It is frustrating to all of us watching and waiting to hear of an arrest.
Today Zahra Baker's murderer went to court. Oct 9 will be one year since Zahra was reported missing. It has been a long year and the outcome wasn't what most of us wanted but EB is in prison. Better something than nothing.
Celina is just as important and it is another case much like Zahra's in that the evidence just wasn't there. This might be another case where the DA is going to have to do a Plea Agreement with the Devil - (accused) to get any kind of conviction.
There are a lot of variables involved with a plea agreement. At this point, we don't know what LE has or who they suspect so it is a waiting game.
I don't think any amount of press coverage can solve a case. Even when we think it is cold I believe someone will be working on it. These detectives want to find out if it was an accident or who killed her, how she was killed, and why was she killed.
Too much coverage can be as damaging as too little imo. Look at Caylee, look at the coverage, did Caylee get justice. It became a three ring circus, the Anthonys, The defense team, and the Prosecution team. Somehow, in all of that the media focused on Casey, not on Caylee. She seemed to be lost in the arena. I wonder if there had been less coverage if there would have been a conviction????? We'll never know and again the evidence just wasn't there for a murder conviction.

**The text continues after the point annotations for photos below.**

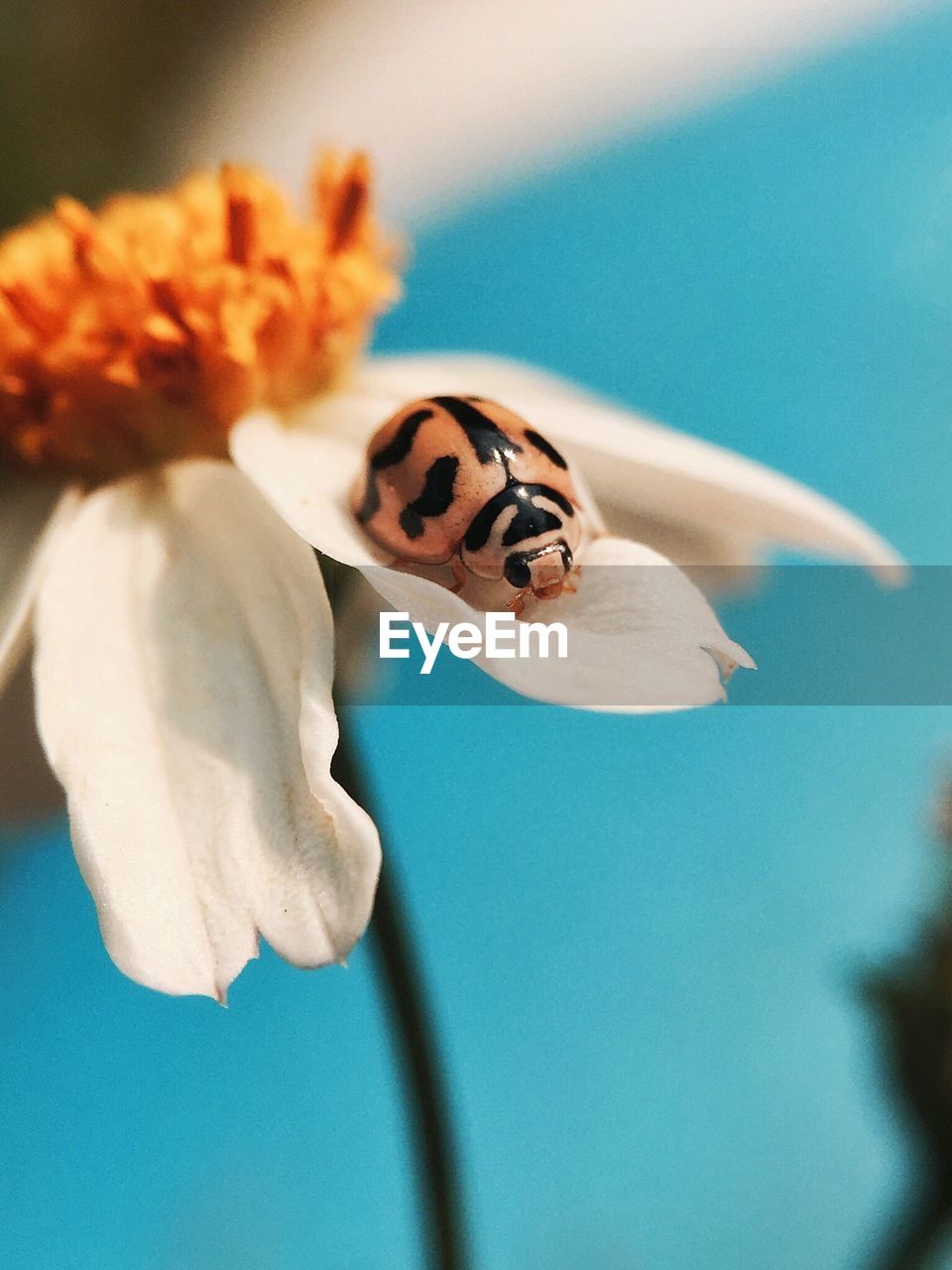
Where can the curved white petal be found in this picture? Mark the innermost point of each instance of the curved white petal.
(304, 472)
(433, 89)
(184, 661)
(31, 515)
(653, 472)
(640, 635)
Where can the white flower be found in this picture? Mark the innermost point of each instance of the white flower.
(182, 638)
(643, 636)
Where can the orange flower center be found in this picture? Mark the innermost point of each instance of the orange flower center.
(144, 331)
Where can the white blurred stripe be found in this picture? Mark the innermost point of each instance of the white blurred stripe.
(452, 95)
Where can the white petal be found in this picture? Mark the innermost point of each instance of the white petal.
(454, 98)
(306, 474)
(31, 515)
(655, 472)
(640, 635)
(184, 661)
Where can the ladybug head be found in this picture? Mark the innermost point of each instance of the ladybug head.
(542, 571)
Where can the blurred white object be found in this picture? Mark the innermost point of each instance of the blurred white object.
(452, 96)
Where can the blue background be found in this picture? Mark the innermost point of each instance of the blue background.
(643, 935)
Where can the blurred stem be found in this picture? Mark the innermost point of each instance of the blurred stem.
(918, 1233)
(402, 983)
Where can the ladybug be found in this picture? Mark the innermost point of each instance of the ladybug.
(463, 480)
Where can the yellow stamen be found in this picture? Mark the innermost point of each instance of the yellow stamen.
(141, 333)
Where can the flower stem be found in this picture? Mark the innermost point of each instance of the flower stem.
(919, 1233)
(405, 997)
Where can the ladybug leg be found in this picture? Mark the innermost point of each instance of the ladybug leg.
(518, 602)
(458, 575)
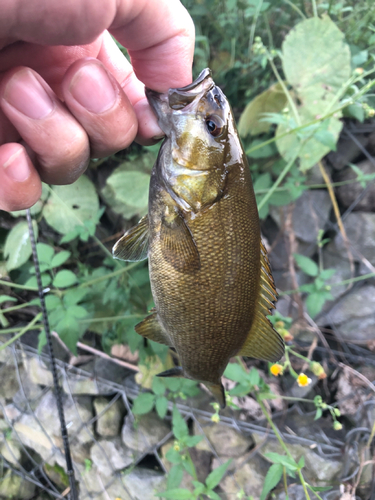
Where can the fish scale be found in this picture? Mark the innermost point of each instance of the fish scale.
(210, 276)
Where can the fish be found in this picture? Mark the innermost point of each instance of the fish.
(210, 275)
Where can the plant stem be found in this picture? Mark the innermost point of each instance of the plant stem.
(24, 330)
(15, 285)
(286, 169)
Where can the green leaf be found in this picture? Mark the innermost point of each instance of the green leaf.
(64, 279)
(175, 476)
(71, 205)
(143, 403)
(130, 187)
(216, 475)
(282, 459)
(176, 494)
(60, 258)
(253, 376)
(192, 441)
(315, 303)
(326, 138)
(319, 413)
(7, 298)
(45, 253)
(74, 295)
(306, 265)
(161, 405)
(180, 428)
(17, 248)
(272, 100)
(158, 386)
(272, 479)
(235, 372)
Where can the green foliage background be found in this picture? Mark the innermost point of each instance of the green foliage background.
(291, 71)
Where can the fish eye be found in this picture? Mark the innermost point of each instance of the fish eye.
(214, 125)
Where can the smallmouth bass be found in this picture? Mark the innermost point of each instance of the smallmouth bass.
(210, 276)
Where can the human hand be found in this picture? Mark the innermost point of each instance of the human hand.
(66, 91)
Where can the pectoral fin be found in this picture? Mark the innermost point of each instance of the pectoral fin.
(218, 392)
(172, 372)
(263, 341)
(151, 329)
(178, 245)
(133, 246)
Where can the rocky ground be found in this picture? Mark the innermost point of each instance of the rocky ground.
(114, 458)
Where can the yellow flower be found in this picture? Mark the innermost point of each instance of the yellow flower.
(276, 369)
(318, 370)
(215, 418)
(303, 380)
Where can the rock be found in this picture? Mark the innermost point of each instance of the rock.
(333, 260)
(246, 475)
(78, 383)
(37, 371)
(149, 430)
(318, 471)
(11, 450)
(13, 486)
(142, 484)
(109, 423)
(78, 412)
(9, 381)
(225, 440)
(353, 315)
(28, 395)
(360, 230)
(349, 193)
(347, 151)
(111, 455)
(295, 492)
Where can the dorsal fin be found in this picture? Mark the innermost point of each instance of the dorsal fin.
(133, 246)
(263, 341)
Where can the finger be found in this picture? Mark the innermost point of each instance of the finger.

We all want the same thing for Celina whether she was murdered or if it was some kind of terrible accident that someone attempted to hide. We want the truth and with that truth we want justice, real justice. We want peace for her family, friends, and the town.
Well, now that I've preached a sermon I feel like I need to say, "Let us Pray"
(Responding to the bolded bit in the middle...)
Respectfully, we know that this is not correct. Press coverage and TV shows often solve cases that the police have essentially abandoned.
It is all well and good for the police to say 'If you know anything tell us please,' but if the public does not know any information about the case they cannot possibly know what information is useful. In other words you don't know if you have a puzzle piece until you get a glimpse of the puzzle itself.
The flip side of this is potentially ruining the case. But this is a bit far fetched. The prosecution is required by law to give the defense access to all the evidence they intend to present at trial. There is no secrets there. And while it might be useful for the police to hold back a few key details only the killer might know, this in no way would preclude them from releasing some or even most of the information they have. It's not like they would be telling the killer something he does not already know.
The only people they are letting in on the secret are the public, the people who employ them and who might actually have the pieces they are missing.
As for Casey Anthony, like many notorious cases it was tried in the press before it was tried in court, and it is possible that this influenced the result. Possible, but not really likely. Casey walked for a bunch of reasons, not the least of which was a very good defense team and a prosecution that got a bit too clever for their own case. But that case was sensational from the beginning, this one not so much.